Recently there has been more focus on modifying the lifetime risk from atherosclerotic disease. Young or middle-aged adults, who benefit from primary prevention therapy with statins, usually have low short-term risk. Therefore, researchers recommend focusing on the trajectory of disease and gains in event free years instead of short term event rates. Primary prevention with statins can potentially change the trajectory of atherosclerotic disease over a lifetime and result in a gain in event free years (Fig. 3)[16].

Figure 3.

Trajectories in CHD prevention.

Primary prevention of CHD in young adults with modifiable risk factors can change the trajectory of disease. Risk factor modification by statin therapy can lead to a significant gain in the event frees years and postponement of CHD events. Reproduced with permission from Dr. Packard and Colin McCowan.

As depicted in Fig. 3, despite the effect of statins in reducing the risk profile of individuals with modifiable risk factors for CHD, a significant residual risk persists despite the use of statin therapy. This may be attributable to the failure to achieve LDL-C levels low enough with statin therapy alone. Although statins are the first line agents for reducing LDL-C and therefore reducing risk of CHD, proprotein convertase subtilisin/kexin type 9 (PCSK9) inhibitors have been shown to significantly reduce the LDL-C[17] in addition to statin therapy. Evolocumab is a PCSK9 inhibitor that was shown to significantly reduce LDL-C with or without high dose Atorvastatin[18]; similar potent LDL-C lowering from Evolocumab has been shown in individuals with muscle-related statin intolerance[19]. Results from ongoing outcome trials will provide more information on the safety and efficacy of PCSK9 inhibitors in low risk patients and in patients with known cardiovascular disease[20]. Treatment with PCSK9 inhibitors can potentially close the gap between LDL-C levels and ideal target thereby allowing patients to reach their optimal cardiovascular risk status. Ultimately, longer-term follow-up of these clinical trials will determine if the same legacy effect that applies to statins will apply to PCSK9 inhibitors.

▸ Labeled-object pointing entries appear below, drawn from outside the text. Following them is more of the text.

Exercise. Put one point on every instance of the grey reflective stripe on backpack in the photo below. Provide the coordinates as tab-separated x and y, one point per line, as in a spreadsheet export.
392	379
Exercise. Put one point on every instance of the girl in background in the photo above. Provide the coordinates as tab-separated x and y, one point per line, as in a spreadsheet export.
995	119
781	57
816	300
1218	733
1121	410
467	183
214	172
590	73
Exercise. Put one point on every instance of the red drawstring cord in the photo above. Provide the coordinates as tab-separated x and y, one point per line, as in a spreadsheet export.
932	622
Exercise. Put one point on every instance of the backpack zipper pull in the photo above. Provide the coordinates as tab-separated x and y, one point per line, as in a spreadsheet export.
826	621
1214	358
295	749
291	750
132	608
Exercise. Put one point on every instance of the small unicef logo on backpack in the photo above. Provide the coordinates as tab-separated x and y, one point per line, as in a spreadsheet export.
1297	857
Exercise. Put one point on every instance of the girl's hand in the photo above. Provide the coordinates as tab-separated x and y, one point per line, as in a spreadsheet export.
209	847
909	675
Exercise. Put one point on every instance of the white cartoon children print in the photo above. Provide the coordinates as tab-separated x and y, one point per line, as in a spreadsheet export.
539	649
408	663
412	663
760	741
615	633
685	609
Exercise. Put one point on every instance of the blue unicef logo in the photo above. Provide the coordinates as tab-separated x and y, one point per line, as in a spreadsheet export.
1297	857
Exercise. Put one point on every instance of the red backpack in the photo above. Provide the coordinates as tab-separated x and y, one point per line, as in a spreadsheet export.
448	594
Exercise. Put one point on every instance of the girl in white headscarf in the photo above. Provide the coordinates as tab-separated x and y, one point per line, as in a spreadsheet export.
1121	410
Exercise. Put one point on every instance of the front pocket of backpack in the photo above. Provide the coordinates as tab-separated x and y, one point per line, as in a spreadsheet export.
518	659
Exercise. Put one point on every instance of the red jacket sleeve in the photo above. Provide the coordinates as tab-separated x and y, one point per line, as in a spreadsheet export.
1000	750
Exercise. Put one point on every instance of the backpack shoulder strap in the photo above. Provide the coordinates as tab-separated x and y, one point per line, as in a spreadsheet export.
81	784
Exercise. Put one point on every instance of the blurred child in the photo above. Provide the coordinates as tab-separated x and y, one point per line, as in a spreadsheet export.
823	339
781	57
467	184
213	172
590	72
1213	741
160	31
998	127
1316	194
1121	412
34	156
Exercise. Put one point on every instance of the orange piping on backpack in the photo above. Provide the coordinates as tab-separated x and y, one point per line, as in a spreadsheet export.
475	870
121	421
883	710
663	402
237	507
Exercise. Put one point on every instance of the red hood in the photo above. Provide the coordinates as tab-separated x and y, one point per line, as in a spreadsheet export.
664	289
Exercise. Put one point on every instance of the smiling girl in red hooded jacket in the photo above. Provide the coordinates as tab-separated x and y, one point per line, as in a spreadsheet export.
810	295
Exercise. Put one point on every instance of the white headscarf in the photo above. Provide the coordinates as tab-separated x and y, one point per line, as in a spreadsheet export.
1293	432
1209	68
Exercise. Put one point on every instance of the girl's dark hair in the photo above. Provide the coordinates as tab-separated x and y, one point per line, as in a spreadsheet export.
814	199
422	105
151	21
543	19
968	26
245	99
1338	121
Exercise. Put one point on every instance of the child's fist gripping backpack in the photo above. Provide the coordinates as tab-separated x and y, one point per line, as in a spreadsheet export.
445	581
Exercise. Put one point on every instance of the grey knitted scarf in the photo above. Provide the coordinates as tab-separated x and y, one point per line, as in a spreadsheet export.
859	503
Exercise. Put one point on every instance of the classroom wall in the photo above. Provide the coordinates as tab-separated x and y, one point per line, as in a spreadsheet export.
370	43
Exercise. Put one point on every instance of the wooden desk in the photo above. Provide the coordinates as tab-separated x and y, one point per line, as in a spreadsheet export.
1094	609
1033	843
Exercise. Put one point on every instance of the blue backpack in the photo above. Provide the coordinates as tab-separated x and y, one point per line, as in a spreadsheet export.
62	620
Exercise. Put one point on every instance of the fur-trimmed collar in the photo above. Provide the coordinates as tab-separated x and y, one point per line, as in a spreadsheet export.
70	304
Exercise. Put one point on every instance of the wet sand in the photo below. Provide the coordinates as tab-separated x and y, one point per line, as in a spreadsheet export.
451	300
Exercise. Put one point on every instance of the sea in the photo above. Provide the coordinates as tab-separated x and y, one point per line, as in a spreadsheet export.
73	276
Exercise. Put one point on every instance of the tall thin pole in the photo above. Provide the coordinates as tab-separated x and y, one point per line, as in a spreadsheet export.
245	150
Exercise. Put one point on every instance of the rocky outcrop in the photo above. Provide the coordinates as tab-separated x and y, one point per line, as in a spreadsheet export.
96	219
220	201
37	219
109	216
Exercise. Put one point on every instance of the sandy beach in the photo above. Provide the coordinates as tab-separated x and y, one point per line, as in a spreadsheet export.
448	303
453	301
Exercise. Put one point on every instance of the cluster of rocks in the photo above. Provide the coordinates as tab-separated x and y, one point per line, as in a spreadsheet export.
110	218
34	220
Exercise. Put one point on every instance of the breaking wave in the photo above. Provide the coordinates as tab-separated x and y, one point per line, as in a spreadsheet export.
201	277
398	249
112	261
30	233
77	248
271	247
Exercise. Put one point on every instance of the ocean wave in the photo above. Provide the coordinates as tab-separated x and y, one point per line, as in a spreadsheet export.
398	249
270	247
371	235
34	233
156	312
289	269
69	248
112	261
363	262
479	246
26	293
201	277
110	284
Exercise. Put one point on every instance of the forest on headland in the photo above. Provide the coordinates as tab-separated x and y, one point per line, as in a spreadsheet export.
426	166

At this stage PCSK9 inhibitors are very expensive and their long-term safety and efficacy remains unproven. However, one can envision a new paradigm of cardiovascular prevention for high risk patients in which a short-term of very aggressive LDL-C lowering with PCSK-9 inhibitors in addition to statin therapy is used to stabilize the atherosclerosis process at a vulnerable young age. This period could be followed by maintenance therapy with high intensity statins to stabilize existing plaque. Such a strategy may result in long-term prevention of cardiovascular events. Pending the long-term results of clinical trials, the proposed paradigm may provide a potent and cost-effective treatment for long-term cardiovascular risk reduction.[21]

What have we learned?

The 20-year follow-up data from WOSCOPS provides clinical and safety evidence of long-term benefit of pravastatin therapy for primary prevention in individuals with hypercholesterolemia and no established CHD. The risk reduction in cardiovascular outcomes from 5 years of pravastatin therapy was persistent over the 20-year period and led to reduced mortality and hospitalizations. Pravastatin therapy was safe, cost-effective and was not associated with increased risk of non- cardiovascular events or cancer. This study provides evidence of a legacy benefit of primary prevention with pravastatin and adds to the current evidence available in favor of statin use in individuals without established CHD.